What I’ll miss most is his voice. I simply can’t bear the idea Gene Wilder’s voice won’t be heard anymore. A warmth hugged his words, how that first syllable quickly crescendoed into existence and the last receded the same way. It played various instruments: He could thunder “YOU GET NOTHING” like an incensed trombone choir, and convince you of that bassoon quack “Fronkensteen.” The guy could literally sing.
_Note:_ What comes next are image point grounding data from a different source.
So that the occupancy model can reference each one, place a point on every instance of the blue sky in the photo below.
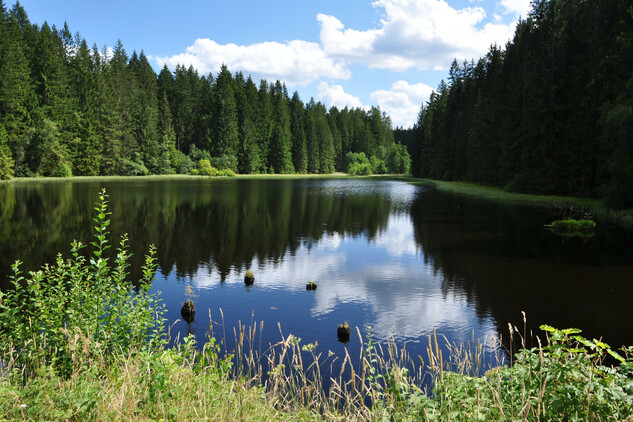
(356, 53)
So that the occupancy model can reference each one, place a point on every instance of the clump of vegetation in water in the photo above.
(571, 227)
(249, 277)
(188, 311)
(206, 169)
(574, 225)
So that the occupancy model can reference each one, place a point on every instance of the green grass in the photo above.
(595, 207)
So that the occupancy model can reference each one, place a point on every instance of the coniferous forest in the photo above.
(551, 113)
(68, 109)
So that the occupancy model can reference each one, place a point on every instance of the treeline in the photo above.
(67, 109)
(552, 113)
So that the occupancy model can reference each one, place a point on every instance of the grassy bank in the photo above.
(565, 205)
(80, 341)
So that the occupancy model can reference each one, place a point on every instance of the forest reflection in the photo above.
(411, 258)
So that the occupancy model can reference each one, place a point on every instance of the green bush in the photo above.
(132, 168)
(182, 163)
(61, 170)
(44, 310)
(358, 164)
(398, 160)
(378, 166)
(359, 169)
(206, 169)
(6, 160)
(225, 162)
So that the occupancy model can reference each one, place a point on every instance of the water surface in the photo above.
(399, 258)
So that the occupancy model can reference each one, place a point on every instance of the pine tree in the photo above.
(225, 128)
(297, 129)
(279, 152)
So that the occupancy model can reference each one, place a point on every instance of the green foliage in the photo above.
(398, 160)
(358, 164)
(182, 163)
(45, 311)
(132, 168)
(224, 162)
(550, 113)
(6, 160)
(574, 225)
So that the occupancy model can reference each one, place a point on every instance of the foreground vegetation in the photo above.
(82, 342)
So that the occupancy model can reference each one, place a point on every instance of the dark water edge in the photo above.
(398, 258)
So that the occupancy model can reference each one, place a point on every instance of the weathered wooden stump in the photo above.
(249, 278)
(344, 332)
(188, 311)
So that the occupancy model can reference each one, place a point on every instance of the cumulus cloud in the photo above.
(402, 102)
(294, 62)
(516, 7)
(422, 34)
(335, 96)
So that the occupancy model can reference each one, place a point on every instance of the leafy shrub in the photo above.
(45, 310)
(378, 166)
(132, 168)
(574, 225)
(358, 164)
(61, 170)
(6, 160)
(224, 162)
(205, 169)
(182, 163)
(359, 169)
(398, 160)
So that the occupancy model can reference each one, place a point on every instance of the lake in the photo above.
(393, 258)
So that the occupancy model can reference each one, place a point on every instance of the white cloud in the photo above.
(402, 102)
(422, 34)
(294, 62)
(335, 95)
(518, 7)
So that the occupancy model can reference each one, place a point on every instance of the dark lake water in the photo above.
(399, 258)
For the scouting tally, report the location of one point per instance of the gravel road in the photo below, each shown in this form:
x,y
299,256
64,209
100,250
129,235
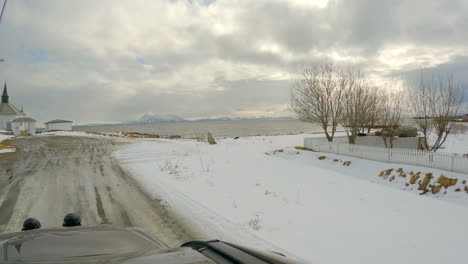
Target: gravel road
x,y
50,176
His characters always seemed in possession of some winking secret they couldn’t wait to spill. But you had to earn it, you had to ask, you had to go along for his ride. There’s a great story about his portrayal of Willy Wonka. When Wonka, his legend enormous by then, makes his grand entrance, he walks with a cane and a limp. The crowd quiets, all wanting to gain a better look of the man. Had he become a cripple in his old age? Then his cane sticks in the cobblestone and Wonka starts to fall over, but gracefully turns the move into a somersault, popping up smiling, to a round of applause.

It was Wilder’s idea and his one requirement in accepting the film. When pressed to explain why he said, “Because from that time on, no one will know if I’m lying or telling the truth.”

https://www.youtube.com/watch?v=sz9jc5blzRM

He was such a physical savant in that way. So few comedies deal in that physical realm nowadays, but that discussion is for another time.

Instead, let’s now remember that winking face and his orchestral voice, and how Gene Wilder invented worlds unto himself. Reflecting on his career, you want to know where he came from. Whatever wonderful universe that is, that’s where he’ll hopefully return. But those questions of origin will fade once you see him onscreen again, because Wilder convinced you to join him on whatever adventure his characters were embarking. You always followed. Because more than anything, you wanted to be wherever he was going. It was a world of pure imagination.